Spherifications of various kinds – bursting, popping, deflating, always
ill-advised – turn up on many dishes. It’s their trick, their shtick,
their big idea. It’s all they have. Another canapé, tuile enclosing
scallop mush, introduces us to the kitchen’s love of acidity. Not
bright, light aromatic acidity of the sort provided by, say, yuzu. This
is blunt acidity of the sort that polishes up dulled brass coins.
We hit it again in an amuse-bouche which doesn’t: a halved and
refilled passionfruit, the vicious passionfruit supplemented by a
watercress purée that tastes only of the plant’s most bitter tones. My
lips purse, like a cat’s arse that’s brushed against nettles.
The cheapest of the starters is gratinated onions “in the Parisian
style”. We’re told it has the flavour of French onion soup. It makes us
yearn for a bowl of French onion soup. It is mostly black, like
nightmares, and sticky, like the floor at a teenager’s party. There are
textures of onions, but what sticks out are burnt tones, and spherified
balls of onion purée that burst jarringly against the roof of the mouth.
A dish of raw marinated scallops with sea urchin ice cream is a whack
of iodine. It is the most innovative dish of the meal, though hardly
revolutionary. Sea urchin ice cream turned up on Iron Chef America back in the 90s.

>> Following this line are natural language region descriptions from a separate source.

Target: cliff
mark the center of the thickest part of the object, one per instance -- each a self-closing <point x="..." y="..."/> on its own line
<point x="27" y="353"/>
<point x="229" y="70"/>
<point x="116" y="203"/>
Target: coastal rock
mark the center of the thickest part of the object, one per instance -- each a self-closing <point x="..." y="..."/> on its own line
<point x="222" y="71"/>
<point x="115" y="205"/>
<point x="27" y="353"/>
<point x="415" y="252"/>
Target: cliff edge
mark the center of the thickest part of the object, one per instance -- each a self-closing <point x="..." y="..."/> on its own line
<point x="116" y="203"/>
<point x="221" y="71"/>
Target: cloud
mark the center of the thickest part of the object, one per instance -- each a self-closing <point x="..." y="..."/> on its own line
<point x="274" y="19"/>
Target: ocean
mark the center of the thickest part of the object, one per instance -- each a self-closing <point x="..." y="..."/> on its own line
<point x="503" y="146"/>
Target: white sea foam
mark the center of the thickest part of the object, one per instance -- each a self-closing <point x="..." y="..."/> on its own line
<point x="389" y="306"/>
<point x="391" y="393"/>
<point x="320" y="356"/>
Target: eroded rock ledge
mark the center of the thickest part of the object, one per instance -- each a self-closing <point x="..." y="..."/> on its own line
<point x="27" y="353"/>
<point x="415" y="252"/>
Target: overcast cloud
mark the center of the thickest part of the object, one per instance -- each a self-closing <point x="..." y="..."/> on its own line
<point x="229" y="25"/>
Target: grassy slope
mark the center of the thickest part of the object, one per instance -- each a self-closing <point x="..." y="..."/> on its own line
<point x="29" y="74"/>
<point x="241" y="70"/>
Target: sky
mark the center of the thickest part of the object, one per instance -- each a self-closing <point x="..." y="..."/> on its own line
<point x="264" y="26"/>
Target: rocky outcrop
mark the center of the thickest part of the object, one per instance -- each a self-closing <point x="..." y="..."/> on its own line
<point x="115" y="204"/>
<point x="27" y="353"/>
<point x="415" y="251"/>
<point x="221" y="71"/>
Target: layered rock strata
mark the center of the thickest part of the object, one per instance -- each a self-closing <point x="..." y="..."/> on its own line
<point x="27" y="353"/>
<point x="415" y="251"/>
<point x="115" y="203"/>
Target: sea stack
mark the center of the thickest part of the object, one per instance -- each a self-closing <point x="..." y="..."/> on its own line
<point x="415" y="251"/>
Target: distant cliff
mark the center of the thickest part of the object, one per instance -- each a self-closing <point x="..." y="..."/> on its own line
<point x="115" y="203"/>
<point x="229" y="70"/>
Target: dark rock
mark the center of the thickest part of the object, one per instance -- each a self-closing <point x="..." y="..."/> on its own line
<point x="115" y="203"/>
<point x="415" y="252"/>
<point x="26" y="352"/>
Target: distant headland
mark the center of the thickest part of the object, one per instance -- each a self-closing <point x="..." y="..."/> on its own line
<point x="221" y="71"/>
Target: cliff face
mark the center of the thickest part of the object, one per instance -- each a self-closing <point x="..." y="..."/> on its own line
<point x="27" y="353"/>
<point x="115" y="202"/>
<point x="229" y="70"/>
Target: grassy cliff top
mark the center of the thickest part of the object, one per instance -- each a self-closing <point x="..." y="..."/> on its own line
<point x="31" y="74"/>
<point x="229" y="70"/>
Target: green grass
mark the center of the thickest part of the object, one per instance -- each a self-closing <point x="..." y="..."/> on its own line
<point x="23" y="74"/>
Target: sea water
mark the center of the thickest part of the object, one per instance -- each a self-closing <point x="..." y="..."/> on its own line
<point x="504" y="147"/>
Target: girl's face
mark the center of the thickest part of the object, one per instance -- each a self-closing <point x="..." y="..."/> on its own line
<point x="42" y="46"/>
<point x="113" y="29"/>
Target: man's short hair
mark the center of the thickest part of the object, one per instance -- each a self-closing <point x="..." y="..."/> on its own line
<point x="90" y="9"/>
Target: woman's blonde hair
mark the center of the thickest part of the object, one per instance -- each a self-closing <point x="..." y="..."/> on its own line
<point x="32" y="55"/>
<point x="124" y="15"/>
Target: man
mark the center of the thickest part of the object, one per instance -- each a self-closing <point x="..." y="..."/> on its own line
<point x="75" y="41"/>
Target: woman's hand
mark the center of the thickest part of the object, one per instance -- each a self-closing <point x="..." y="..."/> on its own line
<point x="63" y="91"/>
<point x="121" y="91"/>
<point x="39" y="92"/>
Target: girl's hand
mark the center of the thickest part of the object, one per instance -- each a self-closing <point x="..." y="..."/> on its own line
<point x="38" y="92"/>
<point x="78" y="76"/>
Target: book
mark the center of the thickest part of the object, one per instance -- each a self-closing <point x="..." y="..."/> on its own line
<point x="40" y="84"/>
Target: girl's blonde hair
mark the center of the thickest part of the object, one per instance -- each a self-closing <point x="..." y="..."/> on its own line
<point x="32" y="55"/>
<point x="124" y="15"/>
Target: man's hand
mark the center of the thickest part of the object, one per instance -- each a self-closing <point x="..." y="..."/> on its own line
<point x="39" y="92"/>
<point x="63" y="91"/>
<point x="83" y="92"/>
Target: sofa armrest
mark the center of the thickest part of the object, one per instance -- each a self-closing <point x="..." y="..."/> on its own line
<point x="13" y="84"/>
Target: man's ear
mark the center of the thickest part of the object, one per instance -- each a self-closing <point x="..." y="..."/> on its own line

A main of pigeon is requested medium, but served so pink it just
might fly again given a few volts. It comes with brutally acidic
Japanese pear and more of that flavourless watercress purée. A heap of
couscous is mined with a tiny portion of lamb for €95. Like the
watercress purée, it tastes of little. It comes with gummy purées,
unpleasant spherifications of lamb stock and mushy, one-note “merguez” sausages which are nothing of the sort. A sad, over-reduced sauce coagulates on the plate."